Quoique tout ceci ne fût qu’une fiction de sa part, elle produisit cependant tout l’effet désiré. Atkins se jeta à genoux et supplia le capitaine d’intercéder pour lui auprès du gouverneur, et tous les autres le conjurèrent au nom de Dieu, afin de n’être point envoyés en Angleterre.
Il me vint alors à l’esprit que le moment de notre délivrance était venu, et que ce serait une chose très facile que d’amener ces gens à s’employer de tout cœur à recouvrer le vaisseau. Je m’éloignai donc dans l’ombre pour qu’ils ne pussent voir quelle sorte de gouverneur ils avaient, et j’appelai à moi le capitaine. Quand j’appelai, comme si j’étais à une bonne distance, un de mes hommes reçut l’ordre de parler à son tour, et il dit au capitaine:—«Capitaine, le commandant vous appelle.»—Le capitaine répondit aussitôt:—«Dites à Son Excellence que je viens à l’instant.»—Ceci les trompa encore parfaitement, et ils crurent tous que le gouverneur était près de là avec ses cinquante hommes.
Quand le capitaine vint à moi, je lui communiquai mon projet pour la prise du vaisseau. Il le trouva parfait, et résolut de le mettre à exécution le lendemain.
Mais, pour l’exécuter avec plus d’artifice et en assurer le succès, je lui dis qu’il fallait que nous séparassions les prisonniers, et qu’il prît Atkins et deux autres d’entre les plus mauvais, pour les envoyer, bras liés, à la caverne où étaient déjà les autres. Ce soin fut remis à Vendredi et aux deux hommes qui avaient été débarqués avec le capitaine.
Ils les emmenèrent à la caverne comme à une prison; et c’était au fait un horrible lieu, surtout pour des hommes dans leur position.
Il fit conduire les autres à ma tonnelle, comme je l’appelais, et dont j’ai donné une description complète. Comme elle était enclose, et qu’ils avaient les bras liés, la place était sûre, attendu que de leur conduite dépendait leur sort.
A ceux-ci dans la matinée j’envoyai le capitaine pour entrer en pourparlers avec eux; en un mot, les éprouver et me dire s’il pensait qu’on pût ou non se fier à eux pour aller à bord et surprendre le navire.
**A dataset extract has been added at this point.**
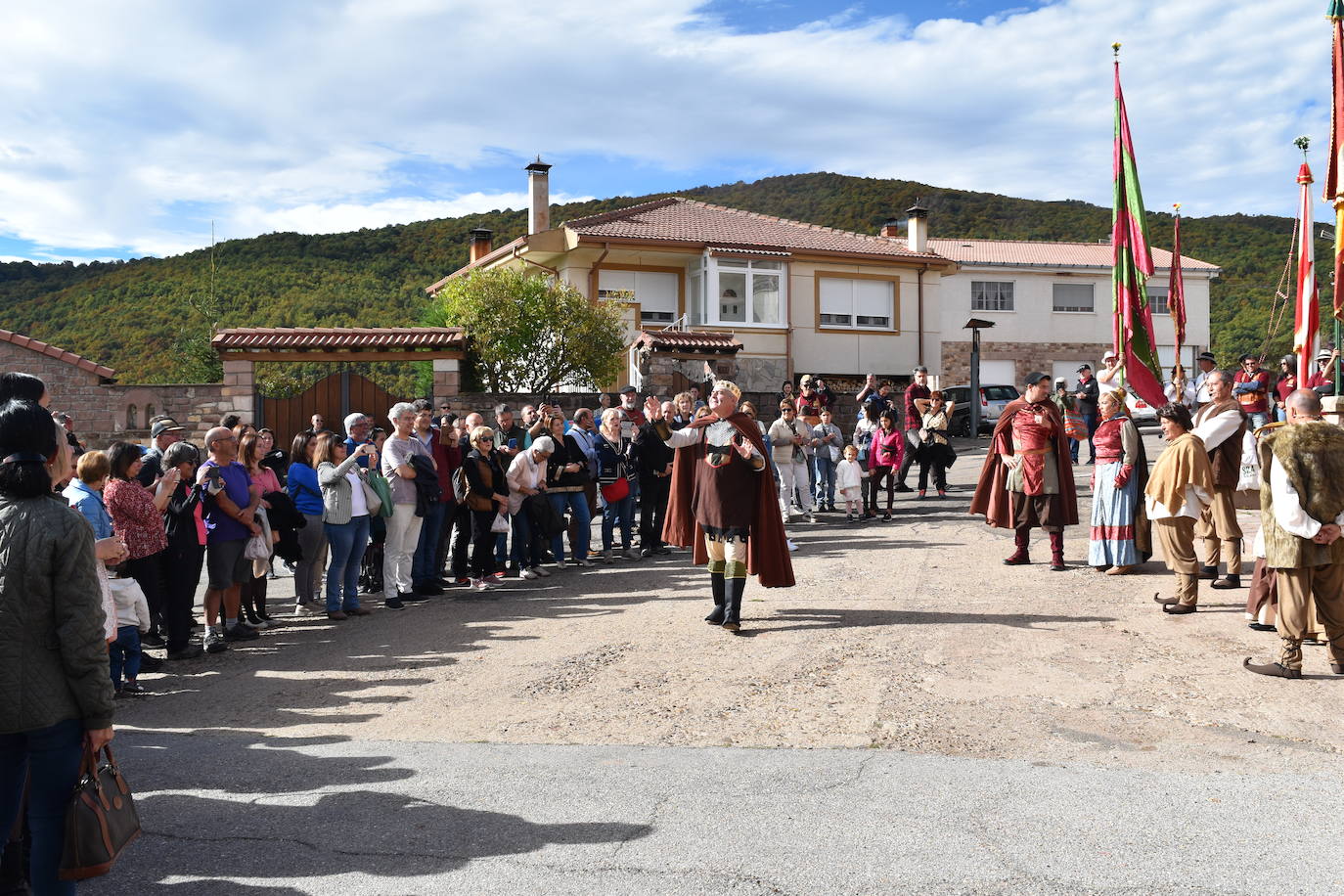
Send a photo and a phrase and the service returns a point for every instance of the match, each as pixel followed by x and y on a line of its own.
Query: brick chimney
pixel 539 190
pixel 917 230
pixel 481 244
Il leur parla de l’outrage qu’ils lui avaient fait, de la condition dans laquelle ils étaient tombés, et leur dit que, bien que le gouverneur leur eût donné quartier actuellement, ils seraient à coup sûr mis au gibet si on les envoyait en Angleterre; mais que s’ils voulaient s’associer à une entreprise aussi loyale que celle de recouvrer le vaisseau, il aurait du gouverneur la promesse de leur grâce.
On devine avec quelle hâte une semblable proposition fut acceptée par des hommes dans leur situation. Ils tombèrent aux genoux du capitaine, et promirent avec les plus énergiques imprécations qu’ils lui seraient fidèles jusqu’à la dernière goutte de leur sang; que, lui devant la vie, ils le suivraient en tous lieux, et qu’ils le regarderaient comme leur père tant qu’ils vivraient.
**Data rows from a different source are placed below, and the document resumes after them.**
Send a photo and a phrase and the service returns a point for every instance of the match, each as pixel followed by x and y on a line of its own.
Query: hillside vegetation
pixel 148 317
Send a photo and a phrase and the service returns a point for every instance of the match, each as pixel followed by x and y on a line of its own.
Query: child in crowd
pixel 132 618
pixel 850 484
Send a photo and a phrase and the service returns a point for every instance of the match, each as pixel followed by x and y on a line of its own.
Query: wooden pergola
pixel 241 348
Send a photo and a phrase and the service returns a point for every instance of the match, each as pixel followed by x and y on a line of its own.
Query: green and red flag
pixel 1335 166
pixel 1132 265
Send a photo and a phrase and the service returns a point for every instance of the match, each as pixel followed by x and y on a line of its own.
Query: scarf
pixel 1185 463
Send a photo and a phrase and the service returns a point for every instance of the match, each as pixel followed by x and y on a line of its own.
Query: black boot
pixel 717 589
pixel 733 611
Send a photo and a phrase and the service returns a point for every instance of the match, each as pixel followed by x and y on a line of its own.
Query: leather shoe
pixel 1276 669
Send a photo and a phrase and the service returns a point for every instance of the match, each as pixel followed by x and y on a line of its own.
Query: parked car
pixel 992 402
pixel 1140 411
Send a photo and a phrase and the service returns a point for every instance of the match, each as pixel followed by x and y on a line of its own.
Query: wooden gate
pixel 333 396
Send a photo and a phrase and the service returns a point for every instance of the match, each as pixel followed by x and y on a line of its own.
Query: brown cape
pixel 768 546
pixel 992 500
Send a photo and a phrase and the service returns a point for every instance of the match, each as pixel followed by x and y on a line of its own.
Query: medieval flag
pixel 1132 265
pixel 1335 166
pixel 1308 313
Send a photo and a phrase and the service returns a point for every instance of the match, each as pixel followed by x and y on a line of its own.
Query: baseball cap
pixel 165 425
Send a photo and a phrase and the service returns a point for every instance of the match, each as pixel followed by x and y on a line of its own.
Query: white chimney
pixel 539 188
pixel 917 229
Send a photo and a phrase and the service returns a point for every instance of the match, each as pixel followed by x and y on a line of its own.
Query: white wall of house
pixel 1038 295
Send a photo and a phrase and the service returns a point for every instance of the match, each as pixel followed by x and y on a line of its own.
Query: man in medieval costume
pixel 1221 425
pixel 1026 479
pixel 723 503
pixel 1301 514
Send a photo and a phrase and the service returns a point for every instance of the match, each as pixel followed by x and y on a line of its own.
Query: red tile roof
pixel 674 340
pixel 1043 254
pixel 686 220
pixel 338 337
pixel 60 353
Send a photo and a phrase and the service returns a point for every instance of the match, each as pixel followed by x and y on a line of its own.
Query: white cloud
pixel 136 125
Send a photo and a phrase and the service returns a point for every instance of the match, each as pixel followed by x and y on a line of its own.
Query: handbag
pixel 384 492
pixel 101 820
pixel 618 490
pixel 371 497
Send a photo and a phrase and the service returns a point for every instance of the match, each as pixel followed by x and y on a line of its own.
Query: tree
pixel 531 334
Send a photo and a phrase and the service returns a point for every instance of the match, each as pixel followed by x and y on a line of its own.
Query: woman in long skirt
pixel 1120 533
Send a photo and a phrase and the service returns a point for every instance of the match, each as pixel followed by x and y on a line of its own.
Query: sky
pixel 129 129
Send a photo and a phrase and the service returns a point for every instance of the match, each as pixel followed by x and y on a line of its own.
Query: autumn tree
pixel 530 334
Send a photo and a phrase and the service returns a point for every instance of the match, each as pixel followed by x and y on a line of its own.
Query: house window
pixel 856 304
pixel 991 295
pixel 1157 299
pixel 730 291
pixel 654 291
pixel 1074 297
—«Bien, reprit le capitaine; je m’en vais reporter au gouverneur ce que vous m’avez dit, et voir ce que je puis faire pour l’amener à donner son consentement.»—Il vint donc me rendre compte de l’état d’esprit dans lequel il les avait trouvés, et m’affirma qu’il croyait vraiment qu’ils seraient fidèles.
Néanmoins, pour plus de sûreté, je le priai de retourner vers eux, d’en choisir cinq et de leur dire, pour leur donner à penser qu’on n’avait pas besoin d’hommes, qu’il n’en prenait que cinq pour l’aider, et que les deux autres et les trois qui avaient été envoyés prisonniers au château,—ma caverne,—le gouverneur voulait les garder comme otages, pour répondre de la fidélité de ces cinq; et que, s’ils se montraient perfides dans l’exécution, les cinq otages seraient tout vifs accrochés à un gibet sur le rivage.